Extensive experiments are conducted on two public and competitive glioma benchmark datasets, including the BraTS2020 dataset with 494 patients and the BraTS2021 dataset with 1251 patients. Results show that our proposed method outperforms existing Transformer-based and CNN-based methods using other multi-modal fusion strategies in our experiments. Specifically, the proposed HCMINet achieves state-of-the-art mean DSC values of 85.33% and 91.09% on the BraTS2020 online validation dataset and the BraTS2021 local testing dataset, respectively.
Our proposed method can accurately and automatically segment glioma regions from multi-parametric MR images, which is beneficial for the quantitative analysis of brain gliomas and helpful for reducing the annotation burden of neuroradiologists.
从多参数磁共振(MR)图像中精确分割脑胶质瘤对于脑胶质瘤的诊断至关重要。然而,由于肿瘤亚区之间的边界不明显,以及体积 MR 扫描中胶质瘤的异质性表现,设计一种可靠和自动化的胶质瘤分割方法仍然具有挑战性。尽管现有的基于 3D 转换器或卷积的分割网络通过多模态特征融合策略或上下文学习方法已经取得了有希望的结果,但它们普遍缺乏不同模态之间的层次交互能力,并且无法有效地学习与所有胶质瘤亚区相关的综合特征表示。

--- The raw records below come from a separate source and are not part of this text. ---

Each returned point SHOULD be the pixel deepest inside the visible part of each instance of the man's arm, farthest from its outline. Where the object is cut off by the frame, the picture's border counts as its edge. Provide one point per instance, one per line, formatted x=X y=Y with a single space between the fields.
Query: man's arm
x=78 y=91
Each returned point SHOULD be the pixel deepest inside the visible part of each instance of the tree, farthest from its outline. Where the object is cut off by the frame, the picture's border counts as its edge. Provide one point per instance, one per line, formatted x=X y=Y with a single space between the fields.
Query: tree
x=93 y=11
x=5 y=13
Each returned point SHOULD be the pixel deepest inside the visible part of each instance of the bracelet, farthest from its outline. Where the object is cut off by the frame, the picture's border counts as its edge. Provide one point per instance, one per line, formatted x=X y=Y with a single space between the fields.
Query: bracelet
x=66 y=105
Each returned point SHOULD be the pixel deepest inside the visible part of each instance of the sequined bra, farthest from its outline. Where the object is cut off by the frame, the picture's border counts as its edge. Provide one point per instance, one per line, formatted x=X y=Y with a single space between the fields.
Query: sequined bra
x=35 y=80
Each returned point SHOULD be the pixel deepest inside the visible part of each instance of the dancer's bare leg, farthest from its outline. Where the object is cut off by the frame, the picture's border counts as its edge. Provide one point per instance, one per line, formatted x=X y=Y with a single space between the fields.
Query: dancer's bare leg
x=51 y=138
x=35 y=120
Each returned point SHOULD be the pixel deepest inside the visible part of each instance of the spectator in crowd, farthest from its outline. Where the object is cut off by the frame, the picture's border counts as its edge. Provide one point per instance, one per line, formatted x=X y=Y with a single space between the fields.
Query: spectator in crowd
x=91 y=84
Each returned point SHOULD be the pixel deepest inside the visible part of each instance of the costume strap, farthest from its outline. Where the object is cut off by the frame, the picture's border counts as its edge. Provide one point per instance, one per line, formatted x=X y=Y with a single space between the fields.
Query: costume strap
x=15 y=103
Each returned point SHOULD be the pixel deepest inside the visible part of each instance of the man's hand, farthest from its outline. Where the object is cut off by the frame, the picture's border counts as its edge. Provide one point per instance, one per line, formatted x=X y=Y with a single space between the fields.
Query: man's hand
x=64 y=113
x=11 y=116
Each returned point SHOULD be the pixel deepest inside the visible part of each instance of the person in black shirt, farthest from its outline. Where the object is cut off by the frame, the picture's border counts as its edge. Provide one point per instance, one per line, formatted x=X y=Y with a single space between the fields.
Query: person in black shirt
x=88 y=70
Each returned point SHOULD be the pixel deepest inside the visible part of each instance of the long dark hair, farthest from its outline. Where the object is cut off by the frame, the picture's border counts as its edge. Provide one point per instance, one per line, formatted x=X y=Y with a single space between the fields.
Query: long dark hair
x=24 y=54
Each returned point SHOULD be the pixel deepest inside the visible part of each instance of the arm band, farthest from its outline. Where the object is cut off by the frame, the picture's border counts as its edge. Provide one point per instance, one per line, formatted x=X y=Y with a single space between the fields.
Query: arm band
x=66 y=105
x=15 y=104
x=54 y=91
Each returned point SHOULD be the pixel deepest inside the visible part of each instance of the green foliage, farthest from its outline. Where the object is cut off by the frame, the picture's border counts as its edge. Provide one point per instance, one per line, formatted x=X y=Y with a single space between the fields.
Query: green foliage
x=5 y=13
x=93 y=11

为了克服这些问题,本文提出了一种基于 3D 分层跨模态交互网络(HCMINet)的方法,该方法使用 Transformer 和卷积来进行准确的多模态胶质瘤分割,利用有效的分层跨模态交互策略,从多参数 MR 图像中充分学习与胶质瘤亚区分割相关的模态特定和模态共享知识。
在 HCMINet 中,我们首先设计了一个分层跨模态交互 Transformer(HCMITrans)编码器,通过多模态特征的基于 Transformer 的内模态嵌入和跨模态交互,在多个编码阶段对异质多模态特征进行分层编码和融合,有效地捕获了复杂的跨模态相关性,同时对全局上下文进行建模。然后,我们将 HCMITrans 编码器与模态共享卷积编码器相结合,在编码阶段构建双编码器架构,该架构可以从全局和局部角度学习丰富的上下文信息。最后,在解码阶段,我们提出了一种渐进式混合上下文融合(PHCF)解码器,用于渐进式融合双编码器架构提取的局部和全局特征,利用局部-全局上下文融合(LGCF)模块有效地缓解解码特征之间的上下文差异。
我们在两个公开的、具有竞争力的胶质瘤基准数据集上进行了广泛的实验,包括包含 494 名患者的 BraTS2020 数据集和包含 1251 名患者的 BraTS2021 数据集。实验结果表明,与我们实验中使用的其他多模态融合策略的现有基于 Transformer 和 CNN 的方法相比,我们提出的方法表现更好。具体来说,所提出的 HCMINet 在 BraTS2020 在线验证数据集和 BraTS2021 本地测试数据集上分别达到了 85.33%和 91.09%的最新平均 DSC 值。
我们提出的方法可以从多参数磁共振图像中准确、自动地分割胶质瘤区域,这有利于脑胶质瘤的定量分析,有助于减轻神经放射学家的注释负担。